Qwen2RotaryEmbedding() 这个类的主要用途是为输入序列提供旋转位置编码，这种编码方式在 transformer 模型中用于处理序列数据。与传统的位置编码方法相比，RoPE 可以更好地捕捉相对位置信息，从而提高模型的性能。

总结来说，这段代码实现了一个旋转位置编码的 PyTorch 模块，通过计算和缓存余弦和正弦值来高效地为输入序列提供位置编码。这在处理长序列数据时尤为有用，有助于模型更好地理解和处理序列中的位置信息。

In [15]:
class Qwen2RotaryEmbedding(nn.Module):
    def __init__(self, dim, max_position_embeddings=2048, base=10000, device=None):
        super().__init__()

        self.dim = dim
        self.max_position_embeddings = max_position_embeddings
        self.base = base
        inv_freq = 1.0 / (self.base ** (torch.arange(0, self.dim, 2, dtype=torch.int64).float().to(device) / self.dim))
        self.register_buffer("inv_freq", inv_freq, persistent=False)

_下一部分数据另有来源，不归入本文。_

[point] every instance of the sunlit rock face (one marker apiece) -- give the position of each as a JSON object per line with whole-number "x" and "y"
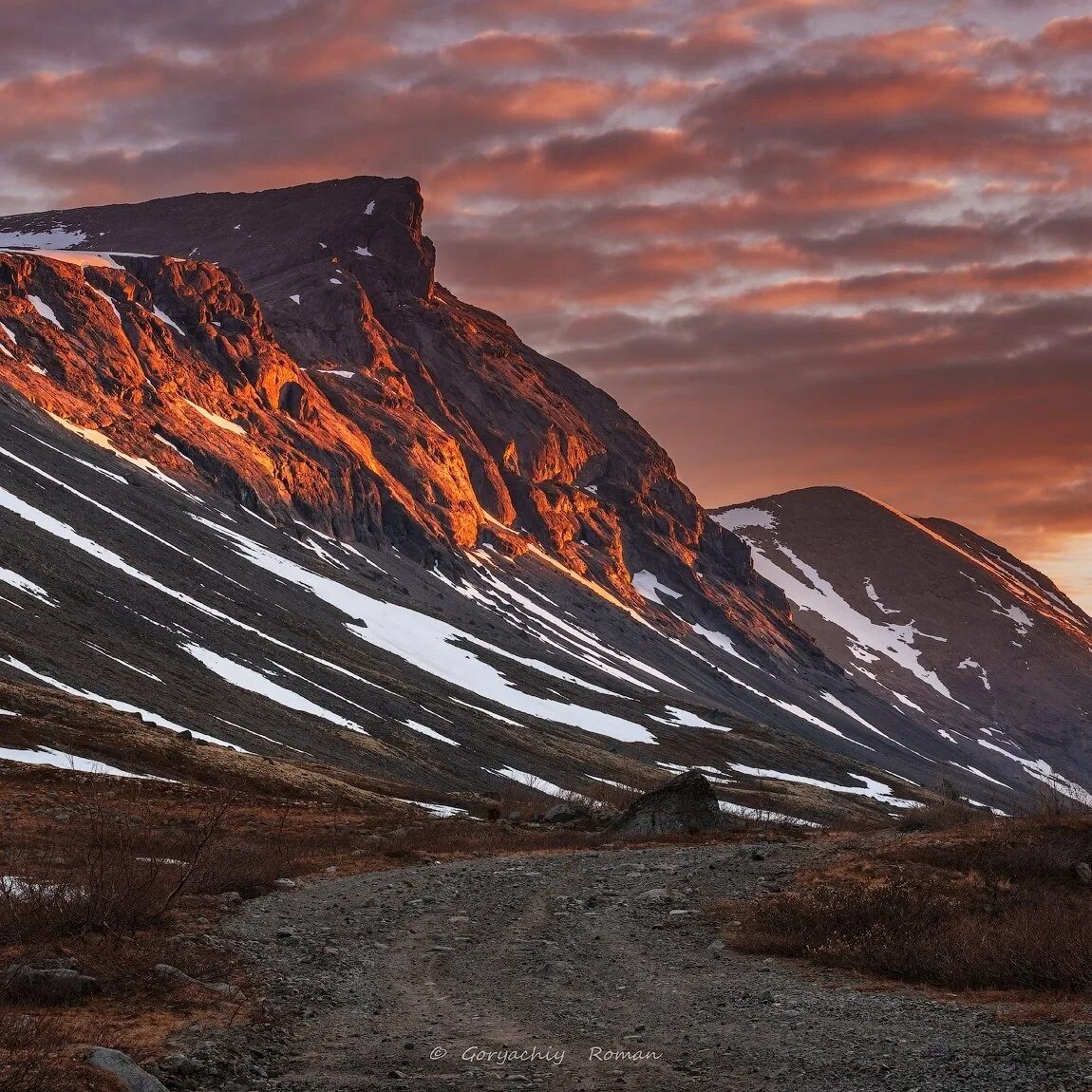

        # Build here to make `torch.jit.trace` work.
        self._set_cos_sin_cache(
            seq_len=max_position_embeddings, device=self.inv_freq.device, dtype=torch.get_default_dtype()
        )

    def _set_cos_sin_cache(self, seq_len, device, dtype):
        self.max_seq_len_cached = seq_len
        t = torch.arange(self.max_seq_len_cached, device=device, dtype=torch.int64).type_as(self.inv_freq)

        freqs = torch.outer(t, self.inv_freq)
        # Different from paper, but it uses a different permutation in order to obtain the same calculation
        emb = torch.cat((freqs, freqs), dim=-1)
        self.register_buffer("cos_cached", emb.cos().to(dtype), persistent=False)
        self.register_buffer("sin_cached", emb.sin().to(dtype), persistent=False)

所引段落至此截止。